14 Aralık 2012: ABD Connecticut’taki Sandy Hook İlkokulunu basan 20 yaşındaki Adam Lanza, 27 kişiyi öldürdükten sonra intihar etti.

14 Şubat 2018: ABD Florida eyaletinin Broward Bölgesindeki Marjory Stoneman Douglas Lisesinden disiplin nedeniyle atılan Nikolas Cruz,  okula yaptığı baskında otomatik tüfekle 17 kişiyi öldürdü. (…)

Ve insan olan insanın en son olmasını dilediği son katliam: Tarih 25 Mayıs 2022, yer Teksas. 600’e yakın öğrencisi bulunan Robb İlkokulu’na saldıran 18 yaşındaki Salvador Ramos, 19’u çocuk ikisi öğretmen 21 kişiyi öldürdü. Ramos’un saldırıdan önce, yapacaklarını Facebook’ta anlattığı ve bu sırada okulda bulunan yaklaşık 20 polisin ek kuvvet beklemek için saldırgana müdahale etmediği açıklandı!

Teksas’taki son olaydan önce okullara düzenlenen silahlı saldırılarda 7’si öğrenci 27 kişi ölürken 77 kişi de yaralanmıştı. Araştırmacı David Riedman’a göre bu yıl okullardaki silahlı saldırı olayları rekor düzeye ulaşmış durumda. ABD’de neredeyse her gün bir okulda silahlı bir olay yaşanıyor. Riedman’ın kayıtlarına göre bu yılın ilk 5 ayında şu ana kadar okullarda 137 silahlı saldırı düzenlendi. Geride bıraktığımız yıl da ABD’deki okullarda toplam 249 silahlı saldırı olmuştu.

Okuru daha fazla dehşete düşürmeden radyoyu kapatalım; estetiği katliamda arayan genç ve çocuk Amerikalıları cinayete iten nedenleri hızlıca geçip bu cinayetlerden birini, yararı olur belki diye, bir de sinema estetiğiyle anlatan Gus Van Sant’ın 2003 yapımı Fil/Elephant’ına bakalım.

Elephant/Fil, Afiş

Şiddetin Kaynakları

Dini ve dünyevi kültürden kutsal savaşlara kadar uzanan geniş bir nedenler yelpazesi olan şiddet, biyoloji, psikoloji, psikiyatri ve sosyoloji gibi farklı disiplinler tarafından analiz edilmektedir.
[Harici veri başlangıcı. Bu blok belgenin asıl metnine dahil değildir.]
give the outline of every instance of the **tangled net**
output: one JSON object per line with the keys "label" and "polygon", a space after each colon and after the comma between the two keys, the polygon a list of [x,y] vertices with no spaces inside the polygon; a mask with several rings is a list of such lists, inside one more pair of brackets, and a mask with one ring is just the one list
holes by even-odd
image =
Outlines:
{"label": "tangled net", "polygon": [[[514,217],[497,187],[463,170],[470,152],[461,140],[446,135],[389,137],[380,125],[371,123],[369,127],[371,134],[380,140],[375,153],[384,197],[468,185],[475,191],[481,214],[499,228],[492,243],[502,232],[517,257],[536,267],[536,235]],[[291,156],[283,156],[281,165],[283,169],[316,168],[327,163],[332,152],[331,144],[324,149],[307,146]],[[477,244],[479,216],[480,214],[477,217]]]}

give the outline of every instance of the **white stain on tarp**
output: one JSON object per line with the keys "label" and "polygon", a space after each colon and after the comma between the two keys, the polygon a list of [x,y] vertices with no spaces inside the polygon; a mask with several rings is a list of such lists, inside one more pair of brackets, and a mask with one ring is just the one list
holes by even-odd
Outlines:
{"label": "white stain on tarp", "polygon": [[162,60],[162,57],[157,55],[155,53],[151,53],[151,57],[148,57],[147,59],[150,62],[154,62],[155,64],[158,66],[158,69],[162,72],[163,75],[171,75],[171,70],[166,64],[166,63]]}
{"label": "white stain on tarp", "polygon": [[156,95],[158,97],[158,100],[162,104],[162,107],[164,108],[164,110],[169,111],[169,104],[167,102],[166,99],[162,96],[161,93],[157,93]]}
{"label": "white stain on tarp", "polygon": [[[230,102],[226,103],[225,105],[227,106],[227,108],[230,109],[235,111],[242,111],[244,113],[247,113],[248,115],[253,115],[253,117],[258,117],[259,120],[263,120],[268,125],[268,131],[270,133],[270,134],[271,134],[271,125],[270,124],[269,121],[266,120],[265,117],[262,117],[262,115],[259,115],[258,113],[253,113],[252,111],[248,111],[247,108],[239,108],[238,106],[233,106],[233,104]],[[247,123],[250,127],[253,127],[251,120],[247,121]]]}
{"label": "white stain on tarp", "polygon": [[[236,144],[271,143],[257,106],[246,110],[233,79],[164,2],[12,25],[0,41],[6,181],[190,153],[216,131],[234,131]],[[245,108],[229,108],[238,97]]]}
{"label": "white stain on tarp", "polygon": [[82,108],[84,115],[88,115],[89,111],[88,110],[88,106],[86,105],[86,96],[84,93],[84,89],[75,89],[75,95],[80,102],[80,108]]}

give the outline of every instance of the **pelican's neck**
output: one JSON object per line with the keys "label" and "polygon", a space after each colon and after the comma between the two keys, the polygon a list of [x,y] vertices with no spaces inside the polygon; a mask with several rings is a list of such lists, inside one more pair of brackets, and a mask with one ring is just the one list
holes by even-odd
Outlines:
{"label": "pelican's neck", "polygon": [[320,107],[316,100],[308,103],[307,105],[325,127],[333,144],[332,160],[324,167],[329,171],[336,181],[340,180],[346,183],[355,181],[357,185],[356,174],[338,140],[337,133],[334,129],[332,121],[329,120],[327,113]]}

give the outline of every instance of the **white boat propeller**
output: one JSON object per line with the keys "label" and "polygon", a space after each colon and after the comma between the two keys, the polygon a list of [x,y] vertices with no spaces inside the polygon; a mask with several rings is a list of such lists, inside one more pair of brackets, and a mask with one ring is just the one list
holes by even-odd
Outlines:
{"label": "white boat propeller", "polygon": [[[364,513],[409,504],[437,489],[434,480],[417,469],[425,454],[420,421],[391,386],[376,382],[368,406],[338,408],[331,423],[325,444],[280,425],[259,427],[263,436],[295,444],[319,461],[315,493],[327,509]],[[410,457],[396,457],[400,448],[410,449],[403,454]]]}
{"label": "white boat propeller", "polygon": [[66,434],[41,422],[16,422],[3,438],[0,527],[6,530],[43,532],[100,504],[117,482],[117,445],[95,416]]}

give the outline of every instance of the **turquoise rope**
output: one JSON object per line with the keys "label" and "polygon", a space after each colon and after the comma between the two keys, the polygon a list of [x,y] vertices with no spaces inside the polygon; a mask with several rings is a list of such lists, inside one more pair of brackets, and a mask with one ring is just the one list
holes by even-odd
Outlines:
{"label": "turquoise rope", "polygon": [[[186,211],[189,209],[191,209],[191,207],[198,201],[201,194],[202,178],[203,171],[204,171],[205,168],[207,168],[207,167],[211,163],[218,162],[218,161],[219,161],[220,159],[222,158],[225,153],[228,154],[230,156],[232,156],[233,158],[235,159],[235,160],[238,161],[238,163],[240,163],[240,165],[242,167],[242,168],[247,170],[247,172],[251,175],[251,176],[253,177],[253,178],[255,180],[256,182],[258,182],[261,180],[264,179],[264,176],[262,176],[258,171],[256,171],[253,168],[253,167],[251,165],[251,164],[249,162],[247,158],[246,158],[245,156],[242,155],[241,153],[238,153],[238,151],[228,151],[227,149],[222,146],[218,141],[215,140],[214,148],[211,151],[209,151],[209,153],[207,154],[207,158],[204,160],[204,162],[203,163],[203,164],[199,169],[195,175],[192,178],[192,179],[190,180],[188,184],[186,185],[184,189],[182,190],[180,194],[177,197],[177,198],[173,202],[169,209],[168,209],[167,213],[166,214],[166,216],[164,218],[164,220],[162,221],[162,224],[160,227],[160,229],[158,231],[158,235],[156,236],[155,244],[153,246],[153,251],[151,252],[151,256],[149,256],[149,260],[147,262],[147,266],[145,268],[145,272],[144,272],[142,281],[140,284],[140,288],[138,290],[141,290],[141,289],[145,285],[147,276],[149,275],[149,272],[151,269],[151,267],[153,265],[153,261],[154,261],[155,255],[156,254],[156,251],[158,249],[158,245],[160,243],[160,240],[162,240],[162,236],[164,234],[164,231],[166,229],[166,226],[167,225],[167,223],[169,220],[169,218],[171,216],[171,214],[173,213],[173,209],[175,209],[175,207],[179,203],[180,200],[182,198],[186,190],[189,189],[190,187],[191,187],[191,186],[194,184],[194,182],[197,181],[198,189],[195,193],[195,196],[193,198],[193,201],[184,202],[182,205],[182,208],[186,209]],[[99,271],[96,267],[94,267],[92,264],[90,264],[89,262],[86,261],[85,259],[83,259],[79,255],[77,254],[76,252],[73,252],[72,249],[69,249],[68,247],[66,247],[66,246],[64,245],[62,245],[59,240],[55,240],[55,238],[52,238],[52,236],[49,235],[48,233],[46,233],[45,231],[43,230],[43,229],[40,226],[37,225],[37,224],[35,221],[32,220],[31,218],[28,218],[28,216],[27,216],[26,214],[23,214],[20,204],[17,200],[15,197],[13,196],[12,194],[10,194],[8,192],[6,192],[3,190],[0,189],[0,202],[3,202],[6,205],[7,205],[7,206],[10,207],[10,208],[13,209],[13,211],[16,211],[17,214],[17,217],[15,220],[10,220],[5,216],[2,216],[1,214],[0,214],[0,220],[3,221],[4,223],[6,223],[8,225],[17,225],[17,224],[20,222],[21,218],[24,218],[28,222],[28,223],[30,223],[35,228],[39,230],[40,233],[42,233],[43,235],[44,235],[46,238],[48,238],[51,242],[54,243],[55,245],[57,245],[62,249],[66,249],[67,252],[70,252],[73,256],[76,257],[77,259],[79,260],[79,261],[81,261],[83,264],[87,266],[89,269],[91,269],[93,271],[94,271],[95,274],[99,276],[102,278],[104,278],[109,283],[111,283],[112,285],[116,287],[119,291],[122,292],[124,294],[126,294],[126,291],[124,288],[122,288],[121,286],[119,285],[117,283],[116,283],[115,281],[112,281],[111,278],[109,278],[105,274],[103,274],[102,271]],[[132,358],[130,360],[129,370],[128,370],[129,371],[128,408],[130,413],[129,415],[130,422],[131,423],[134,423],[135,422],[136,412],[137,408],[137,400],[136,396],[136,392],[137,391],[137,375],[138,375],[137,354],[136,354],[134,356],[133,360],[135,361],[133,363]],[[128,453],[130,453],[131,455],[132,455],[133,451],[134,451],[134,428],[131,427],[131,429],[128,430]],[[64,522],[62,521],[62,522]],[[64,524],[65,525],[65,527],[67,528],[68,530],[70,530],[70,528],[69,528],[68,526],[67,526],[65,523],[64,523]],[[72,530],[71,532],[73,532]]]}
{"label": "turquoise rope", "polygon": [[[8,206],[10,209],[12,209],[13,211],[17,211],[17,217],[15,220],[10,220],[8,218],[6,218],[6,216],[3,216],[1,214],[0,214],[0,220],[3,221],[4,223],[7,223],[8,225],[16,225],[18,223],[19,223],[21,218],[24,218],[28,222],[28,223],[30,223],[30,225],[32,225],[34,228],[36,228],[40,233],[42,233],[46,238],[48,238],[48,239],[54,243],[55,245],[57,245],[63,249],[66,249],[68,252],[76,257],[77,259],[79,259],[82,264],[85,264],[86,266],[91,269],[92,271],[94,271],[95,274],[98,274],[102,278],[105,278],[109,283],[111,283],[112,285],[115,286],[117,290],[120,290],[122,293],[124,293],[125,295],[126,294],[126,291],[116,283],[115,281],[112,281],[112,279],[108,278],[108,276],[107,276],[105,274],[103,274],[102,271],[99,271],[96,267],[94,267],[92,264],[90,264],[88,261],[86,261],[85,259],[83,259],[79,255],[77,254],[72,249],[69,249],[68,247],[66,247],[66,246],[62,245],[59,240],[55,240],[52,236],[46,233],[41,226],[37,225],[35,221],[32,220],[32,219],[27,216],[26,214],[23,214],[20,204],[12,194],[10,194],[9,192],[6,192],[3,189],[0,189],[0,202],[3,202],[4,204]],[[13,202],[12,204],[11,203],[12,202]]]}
Biyoloji şiddet davranışını, beynin işleyişine bağlı kimyasal ve hormonal etkileşimleri temelinde ele alırken; psikiyatri, bireyin zihinsel süreci, psikopatolojik bulguları, içgüdüsellik, egosantrizm, hiperaktiflik, zihinsel rahatsızlık, sinirlilik gibi kişilik özellikleri ekseninde açıklamakta; sosyolojik yaklaşım ise değerler yapısı, sosyalleşme süreci ve bireyler arası ilişkiler üzerinden çözümlemektedir. Şiddet eylemlerinin genelde, sorun çözme stratejisinin bir parçası olarak görülmesi, şiddetin kültürel kaynaklarının irdelenmesini de gerektirmektedir.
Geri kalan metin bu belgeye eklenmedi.